October 11 2018 —
In about a week from now, recreational cannabis will be legalized in Canada, becoming the world’s second country to make consumption and sale of the substance fully legal nationwide. However, despite its legalization, there will still be plenty of restrictions on exactly what will be allowed after we enter the brave new world of legal pot on Oct. 17, especially here on campus.
At the University of Calgary, campus administrators plan on it being business as usual following cannabis legalization. After Calgary city council passed a municipal bylaw that effectively bans the use of recreational cannabis in the city’s post-secondary institutions, the university’s Cannabis Policy will similarly prohibit the consumption, growth or sale of pot anywhere on campus. Medicinal use is permitted, but besides that, there are no exceptions.
At first glance, it’s a stifling policy that unnecessarily moralizes the use of a soon-to-be legal substance. And while it’s true that the policy is more restrictive than is ideal, the U of C’s hands were tied in terms of what they were able to permit. Nearly every line of the school’s Cannabis Policy directly reflects a provincial or municipal law.
It’s absurd that after cannabis is legalized, there will be no way to legally consume recreational cannabis on campus. But that absurdity is the City of Calgary’s fault, as they passed a blanket ban on public pot use, including discarding plans for designated consumption spaces around the city. Originally, the U of C also planned on having designated cannabis smoking areas around campus, but those plans had to be scrapped.
The U of C also can’t be blamed for restricting cannabis use in residences, as those spaces already have ‘no smoking’ policies. But it means that, due to the city’s over-the-top bylaws, students living in residence will not have a space in which they can legally consume. Despite legalization, cannabis consumption effectively remains illegal for a large subsection of Calgarians.
It’s easy to point at other universities within the province to argue that the U of C should have taken an approach to cannabis more in line with those schools. The University of Alberta and the University of Lethbridge have similar cannabis policies, each earmarking locations on campus for permitted use while restricting consumption elsewhere. But those schools operate within municipalities with bylaws that are permissive of lighting up in public. Due to Calgary’s bylaws, the U of C — and other post-secondary institutions in the city, like the Southern Alberta Institute of Technology and Mount Royal University — have no choice but to take a hard-line stance prohibiting weed.

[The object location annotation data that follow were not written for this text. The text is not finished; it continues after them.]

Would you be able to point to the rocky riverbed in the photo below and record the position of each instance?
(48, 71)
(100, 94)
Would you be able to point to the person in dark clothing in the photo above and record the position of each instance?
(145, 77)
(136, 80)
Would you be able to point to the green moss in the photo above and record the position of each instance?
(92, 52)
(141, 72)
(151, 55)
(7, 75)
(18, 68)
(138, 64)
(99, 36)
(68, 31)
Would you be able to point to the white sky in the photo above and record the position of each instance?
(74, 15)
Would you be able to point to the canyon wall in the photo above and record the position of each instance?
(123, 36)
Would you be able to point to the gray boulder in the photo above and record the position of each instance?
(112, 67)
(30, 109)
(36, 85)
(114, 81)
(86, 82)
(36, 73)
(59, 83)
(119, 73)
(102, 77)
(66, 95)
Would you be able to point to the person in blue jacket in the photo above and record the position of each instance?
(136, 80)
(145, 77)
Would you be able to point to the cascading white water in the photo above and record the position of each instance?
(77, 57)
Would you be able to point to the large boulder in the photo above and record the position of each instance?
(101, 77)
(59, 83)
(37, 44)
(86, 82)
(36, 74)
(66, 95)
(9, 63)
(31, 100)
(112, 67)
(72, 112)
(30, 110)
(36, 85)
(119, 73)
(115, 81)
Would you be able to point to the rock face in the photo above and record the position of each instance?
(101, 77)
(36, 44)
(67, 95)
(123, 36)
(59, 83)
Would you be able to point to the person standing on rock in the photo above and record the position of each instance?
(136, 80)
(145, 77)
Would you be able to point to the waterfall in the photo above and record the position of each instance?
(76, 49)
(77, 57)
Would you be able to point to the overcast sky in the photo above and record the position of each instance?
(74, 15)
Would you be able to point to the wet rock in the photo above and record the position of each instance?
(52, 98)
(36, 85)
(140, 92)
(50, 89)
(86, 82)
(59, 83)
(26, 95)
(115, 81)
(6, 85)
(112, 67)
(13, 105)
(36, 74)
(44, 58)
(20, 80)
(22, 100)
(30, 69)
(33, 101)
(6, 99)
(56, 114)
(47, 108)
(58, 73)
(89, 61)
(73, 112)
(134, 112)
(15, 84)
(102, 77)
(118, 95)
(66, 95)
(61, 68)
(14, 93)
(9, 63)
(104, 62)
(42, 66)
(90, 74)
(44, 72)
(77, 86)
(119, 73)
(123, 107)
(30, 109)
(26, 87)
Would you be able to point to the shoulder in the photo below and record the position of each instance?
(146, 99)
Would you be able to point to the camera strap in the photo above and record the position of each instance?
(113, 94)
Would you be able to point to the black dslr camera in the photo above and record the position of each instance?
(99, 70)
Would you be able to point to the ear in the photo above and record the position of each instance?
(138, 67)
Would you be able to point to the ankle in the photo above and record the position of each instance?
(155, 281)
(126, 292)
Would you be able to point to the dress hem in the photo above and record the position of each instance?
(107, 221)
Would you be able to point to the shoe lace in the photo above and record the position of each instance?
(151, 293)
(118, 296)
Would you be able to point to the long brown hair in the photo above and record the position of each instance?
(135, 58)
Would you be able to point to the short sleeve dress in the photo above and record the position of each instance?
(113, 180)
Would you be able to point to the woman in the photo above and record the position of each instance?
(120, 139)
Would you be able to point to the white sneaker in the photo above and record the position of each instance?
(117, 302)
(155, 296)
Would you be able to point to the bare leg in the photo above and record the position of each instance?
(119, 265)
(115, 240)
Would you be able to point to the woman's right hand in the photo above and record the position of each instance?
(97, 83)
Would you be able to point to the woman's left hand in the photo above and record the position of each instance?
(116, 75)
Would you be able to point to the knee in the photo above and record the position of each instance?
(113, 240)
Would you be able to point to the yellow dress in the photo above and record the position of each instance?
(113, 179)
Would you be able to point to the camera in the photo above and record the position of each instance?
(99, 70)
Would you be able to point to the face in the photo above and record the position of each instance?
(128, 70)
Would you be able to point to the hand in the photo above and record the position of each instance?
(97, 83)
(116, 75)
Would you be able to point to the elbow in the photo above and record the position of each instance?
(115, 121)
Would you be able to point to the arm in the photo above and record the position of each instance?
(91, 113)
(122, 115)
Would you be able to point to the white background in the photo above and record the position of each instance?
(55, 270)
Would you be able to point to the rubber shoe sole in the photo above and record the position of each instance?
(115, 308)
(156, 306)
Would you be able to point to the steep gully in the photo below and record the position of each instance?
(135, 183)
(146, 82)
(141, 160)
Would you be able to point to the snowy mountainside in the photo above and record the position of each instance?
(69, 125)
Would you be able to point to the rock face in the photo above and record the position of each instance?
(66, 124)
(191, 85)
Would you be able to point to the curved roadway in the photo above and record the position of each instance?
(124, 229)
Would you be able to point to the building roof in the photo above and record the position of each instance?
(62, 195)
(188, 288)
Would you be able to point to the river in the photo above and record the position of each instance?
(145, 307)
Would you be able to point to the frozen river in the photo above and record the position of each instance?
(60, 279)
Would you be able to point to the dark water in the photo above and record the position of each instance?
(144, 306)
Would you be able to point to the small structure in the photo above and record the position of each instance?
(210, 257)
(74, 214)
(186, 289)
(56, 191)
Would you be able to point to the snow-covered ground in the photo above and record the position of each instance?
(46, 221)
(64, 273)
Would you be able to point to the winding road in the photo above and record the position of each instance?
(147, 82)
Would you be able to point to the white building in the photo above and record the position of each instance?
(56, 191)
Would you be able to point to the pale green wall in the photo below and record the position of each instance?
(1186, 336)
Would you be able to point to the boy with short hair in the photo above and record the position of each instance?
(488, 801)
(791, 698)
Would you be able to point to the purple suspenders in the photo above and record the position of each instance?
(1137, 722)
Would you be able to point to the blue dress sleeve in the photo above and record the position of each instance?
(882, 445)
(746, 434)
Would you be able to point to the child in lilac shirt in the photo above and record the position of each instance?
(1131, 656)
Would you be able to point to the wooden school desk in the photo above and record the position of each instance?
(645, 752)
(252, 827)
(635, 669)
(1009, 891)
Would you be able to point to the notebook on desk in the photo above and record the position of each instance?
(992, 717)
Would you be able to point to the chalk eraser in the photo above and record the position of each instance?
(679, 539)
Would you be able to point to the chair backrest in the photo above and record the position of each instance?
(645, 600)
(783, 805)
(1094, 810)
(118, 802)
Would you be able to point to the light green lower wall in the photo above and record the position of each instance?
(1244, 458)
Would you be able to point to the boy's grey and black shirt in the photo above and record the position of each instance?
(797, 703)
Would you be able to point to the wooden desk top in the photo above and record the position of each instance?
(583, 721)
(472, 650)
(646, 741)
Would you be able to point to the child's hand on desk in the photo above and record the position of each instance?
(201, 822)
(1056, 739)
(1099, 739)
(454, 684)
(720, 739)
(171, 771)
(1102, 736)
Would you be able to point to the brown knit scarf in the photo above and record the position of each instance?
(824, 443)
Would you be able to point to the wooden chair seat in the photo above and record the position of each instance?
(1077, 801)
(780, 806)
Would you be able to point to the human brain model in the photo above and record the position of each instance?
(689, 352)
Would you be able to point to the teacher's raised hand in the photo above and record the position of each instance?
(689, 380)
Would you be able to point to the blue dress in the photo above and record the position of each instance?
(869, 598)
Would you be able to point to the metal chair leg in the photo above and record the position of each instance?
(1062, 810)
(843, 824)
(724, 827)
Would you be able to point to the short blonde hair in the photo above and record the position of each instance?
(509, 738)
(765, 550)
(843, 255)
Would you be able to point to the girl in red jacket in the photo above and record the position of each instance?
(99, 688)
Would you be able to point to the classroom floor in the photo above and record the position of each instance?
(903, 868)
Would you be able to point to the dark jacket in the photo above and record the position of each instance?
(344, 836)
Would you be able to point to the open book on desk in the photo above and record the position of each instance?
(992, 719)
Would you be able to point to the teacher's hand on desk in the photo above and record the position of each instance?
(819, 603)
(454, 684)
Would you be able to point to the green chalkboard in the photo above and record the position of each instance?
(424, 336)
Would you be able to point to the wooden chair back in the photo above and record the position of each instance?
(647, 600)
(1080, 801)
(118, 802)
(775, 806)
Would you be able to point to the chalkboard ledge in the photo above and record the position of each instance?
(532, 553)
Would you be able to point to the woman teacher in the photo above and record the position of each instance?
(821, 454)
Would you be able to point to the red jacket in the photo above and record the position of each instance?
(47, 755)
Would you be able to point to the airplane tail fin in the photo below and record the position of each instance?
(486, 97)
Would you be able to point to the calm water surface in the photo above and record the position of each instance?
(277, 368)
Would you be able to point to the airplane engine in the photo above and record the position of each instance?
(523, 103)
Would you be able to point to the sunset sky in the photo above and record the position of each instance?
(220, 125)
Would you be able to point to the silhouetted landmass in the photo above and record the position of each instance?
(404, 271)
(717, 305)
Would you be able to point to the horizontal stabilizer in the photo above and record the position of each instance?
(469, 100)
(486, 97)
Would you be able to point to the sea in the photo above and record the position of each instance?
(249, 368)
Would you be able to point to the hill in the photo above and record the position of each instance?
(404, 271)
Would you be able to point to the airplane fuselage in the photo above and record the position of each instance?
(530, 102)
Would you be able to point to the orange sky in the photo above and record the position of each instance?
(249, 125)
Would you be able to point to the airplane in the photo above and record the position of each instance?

The roll-out process for legalization has been a farce, with cities and provinces having too much power to enact legislation that makes it much more difficult for some groups of people to legally consume pot than others. Calgary city council has done a notably poor job of making sure that the rules surrounding cannabis are fair to all. Add in the fact that there will only be two cannabis retailers open in the city on Oct. 17 — both of them within two kilometres of each other on Macleod Trail in Calgary’s far south — and it feels like the substance isn’t really being made legal at all.
Restrictive post-secondary policies on cannabis can add to the frustrating atmosphere around weed that will only perpetuate its stigmatization. But don’t blame the U of C for their tough stance on pot. Blame the local lawmakers who gave them no other choice.